FE Trustnet reveals the funds in the IA Sterling Strategic Bond sector that have bucked the trend and taken on cash while the giant M&G portfolio saw billions of pounds of redemptions in 2015.

By Daniel Lanyon,

Senior reporter, FE Trustnet

The PFS TwentyFour Dynamic Bond fund has been the largest beneficiary of outflows from the biggest portfolio in the IA Sterling Strategic Bond sector over the past six months, research by FE Trustnet suggests.

It has been a tough time for bond funds all round in 2015, particularly in the past six months. Worries over interest rate risk and historically low yields have meant investors have seen a muted or negative performance from their bond funds while some managers have had to stem the impact of substantial outflows from their portfolios.

In the IA Sterling Strategic Bond sector this has been very apparent: according to the Investment Association, the peer group has seen net retail outflows in four of the past six months. Over the past three months, £467m has come out of the sector.

Of course, that’s just the net withdrawals from the whole peer group. As previously reported, the M&G Optimal Income fund is the worst affected having shed £4.7bn over six months; this brings FE Alpha Manager Richard Woolnough’s colossal portfolio down to £18.3bn.

According to FE Analytics, the only part of the sterling fixed income market to be in positive territory over the past six months is gilts, which have rebounded from worries they would be the hardest hit by a rising interest rate environment as investors sought safe havens.

Performance of sector and indices over 6 months


Source: FE Analytics

Rather than going for a similar portfolio to M&G Optimal Income within the strategic bond sector, our data suggests investor cash has turned to the more esoteric PFS TwentyFour Dynamic Bond fund, which is managed by Gary Kirk and Eoin Walsh. It took £755m in the past six months.


The fund’s use of derivatives, currency hedges and holdings such as asset-backed securities has been fruitful since its launch in April 2010. It has posted top decile returns of 48.93 per cent while the average fund in the sector returned 30.48 per cent.
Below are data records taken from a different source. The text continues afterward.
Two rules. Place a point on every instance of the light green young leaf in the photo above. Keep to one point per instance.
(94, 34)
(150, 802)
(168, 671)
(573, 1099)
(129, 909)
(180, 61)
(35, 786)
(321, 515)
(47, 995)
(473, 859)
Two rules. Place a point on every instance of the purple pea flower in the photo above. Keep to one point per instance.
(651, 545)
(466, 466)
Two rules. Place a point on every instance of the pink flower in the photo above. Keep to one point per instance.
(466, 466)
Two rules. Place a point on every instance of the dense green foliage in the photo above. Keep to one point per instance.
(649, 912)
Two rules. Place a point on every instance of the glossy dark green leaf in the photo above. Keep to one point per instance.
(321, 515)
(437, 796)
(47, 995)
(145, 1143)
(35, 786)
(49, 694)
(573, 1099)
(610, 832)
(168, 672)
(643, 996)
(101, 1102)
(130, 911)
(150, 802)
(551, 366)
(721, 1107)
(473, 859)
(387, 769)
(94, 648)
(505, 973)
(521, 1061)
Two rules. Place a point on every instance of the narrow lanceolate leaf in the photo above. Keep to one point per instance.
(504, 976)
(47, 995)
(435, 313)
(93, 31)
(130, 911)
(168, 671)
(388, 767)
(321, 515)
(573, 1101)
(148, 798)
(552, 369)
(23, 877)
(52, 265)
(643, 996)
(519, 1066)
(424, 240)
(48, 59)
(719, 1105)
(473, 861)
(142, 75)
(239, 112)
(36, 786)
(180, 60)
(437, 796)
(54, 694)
Performance of fund and sector since launch


Source: FE Analytics

It must be noted that the fund soft-closed to new investors in April.

The next largest inflow (of £291m) went to the £2.5bn Jupiter Strategic Bond fund, managed by FE Alpha Manager Ariel Bezalel, which was a beneficiary of the rally in sovereign debt and longer duration assets in general.
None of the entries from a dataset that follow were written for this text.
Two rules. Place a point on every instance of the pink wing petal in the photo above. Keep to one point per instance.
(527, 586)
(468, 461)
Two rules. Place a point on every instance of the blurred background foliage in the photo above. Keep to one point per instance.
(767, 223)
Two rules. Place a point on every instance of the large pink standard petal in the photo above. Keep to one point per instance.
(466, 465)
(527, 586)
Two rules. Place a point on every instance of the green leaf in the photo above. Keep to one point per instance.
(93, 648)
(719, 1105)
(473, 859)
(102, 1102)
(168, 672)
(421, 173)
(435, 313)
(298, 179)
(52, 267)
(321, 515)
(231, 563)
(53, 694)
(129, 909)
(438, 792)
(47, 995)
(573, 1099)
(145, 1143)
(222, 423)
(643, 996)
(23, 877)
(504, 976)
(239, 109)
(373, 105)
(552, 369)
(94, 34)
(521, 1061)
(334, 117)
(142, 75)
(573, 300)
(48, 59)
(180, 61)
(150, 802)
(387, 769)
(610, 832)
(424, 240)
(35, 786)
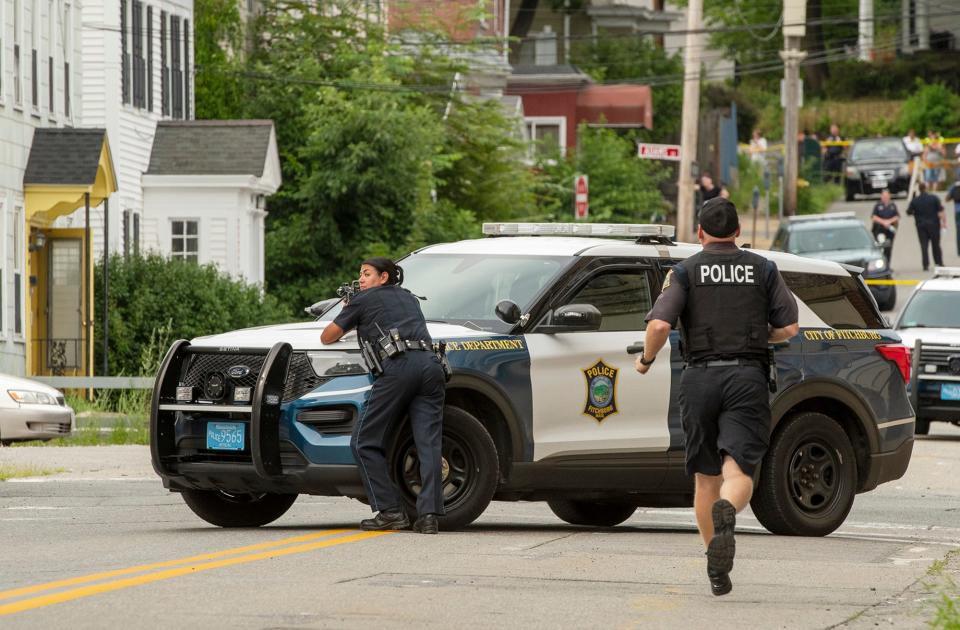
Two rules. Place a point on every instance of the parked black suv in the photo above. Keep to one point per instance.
(876, 164)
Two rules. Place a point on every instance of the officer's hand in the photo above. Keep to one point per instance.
(643, 369)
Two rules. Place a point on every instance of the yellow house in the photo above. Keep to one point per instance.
(68, 169)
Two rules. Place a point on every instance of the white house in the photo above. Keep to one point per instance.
(204, 193)
(138, 70)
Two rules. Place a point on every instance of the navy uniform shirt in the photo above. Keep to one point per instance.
(782, 306)
(925, 208)
(388, 306)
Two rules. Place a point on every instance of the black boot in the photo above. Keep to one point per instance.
(722, 547)
(426, 524)
(393, 519)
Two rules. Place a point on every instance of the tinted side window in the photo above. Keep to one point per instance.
(622, 297)
(840, 301)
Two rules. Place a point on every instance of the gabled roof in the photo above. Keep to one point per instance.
(210, 147)
(64, 156)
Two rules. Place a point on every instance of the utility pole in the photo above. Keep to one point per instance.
(794, 28)
(690, 120)
(865, 39)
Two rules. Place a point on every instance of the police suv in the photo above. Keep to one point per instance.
(930, 325)
(544, 403)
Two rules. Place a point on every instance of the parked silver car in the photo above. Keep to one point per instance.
(32, 411)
The manager took the view in the summer that interest rates would be lower for longer and bought long-dated US treasuries, which have greater interest rate sensitivity, as many in the market pursued a flight to safety.

Historically Bezalel (pictured) has been bearish on core developed market sovereign debt and had therefore had a bias towards higher risk and higher yielding bonds.
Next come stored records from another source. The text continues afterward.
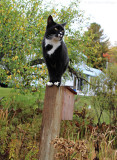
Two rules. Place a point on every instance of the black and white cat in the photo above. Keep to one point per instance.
(55, 51)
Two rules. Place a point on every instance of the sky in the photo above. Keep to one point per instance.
(103, 12)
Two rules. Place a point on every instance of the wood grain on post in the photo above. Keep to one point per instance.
(56, 108)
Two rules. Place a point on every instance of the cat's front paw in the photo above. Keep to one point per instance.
(57, 84)
(50, 84)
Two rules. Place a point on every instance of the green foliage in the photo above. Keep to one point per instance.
(23, 25)
(106, 94)
(20, 122)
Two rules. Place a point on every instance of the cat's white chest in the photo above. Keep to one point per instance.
(54, 43)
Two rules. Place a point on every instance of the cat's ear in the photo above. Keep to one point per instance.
(64, 24)
(50, 20)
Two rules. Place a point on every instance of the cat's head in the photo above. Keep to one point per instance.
(54, 30)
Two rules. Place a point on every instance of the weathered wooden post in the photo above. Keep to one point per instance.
(58, 105)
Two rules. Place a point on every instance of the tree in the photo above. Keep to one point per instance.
(96, 58)
(113, 55)
(22, 29)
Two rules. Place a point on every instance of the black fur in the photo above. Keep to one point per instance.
(56, 62)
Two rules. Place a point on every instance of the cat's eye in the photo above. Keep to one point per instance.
(56, 29)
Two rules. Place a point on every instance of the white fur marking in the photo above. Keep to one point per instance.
(54, 42)
(56, 83)
(49, 84)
According to FE Analytics, the fund has outperformed both the IA Sterling Strategic Bond sector and its iBoxx Sterling Non-Gilts All Maturities benchmark so far this year with gains of 3.55 per cent, the sixth best performance in the 78-strong sector.




Performance of fund versus sector and index in 2015

 

Source: FE Analytics

The manager recently said that in the short term, he thinks the Federal Reserve’s indicated intention to start raising rates will soon “be shelved” due to a deterioration in the global economy.

“I suspect we will see a lot more easing in Asia in the coming months, which will put downward pressure on currencies, lead to cheaper exports, and put a cap on inflation globally,” he said.

“These are indeed challenging times. In the portfolio we are steadily moving up the ratings scale. As concerns about China have grown, we have steadily increased the average duration in the fund to over five years, primarily by boosting our allocation to highly rated sovereigns such as the US. Our duration is longer than many of our peers.”

“With my belief that yields are unlikely to move much higher in this world, high quality sovereigns should provide an effective hedge against deflationary shocks. Rather than raising rates in the near term, we think that the Fed will flip from being hawkish to dovish as sentiment weakens and the economic picture becomes gloomier.”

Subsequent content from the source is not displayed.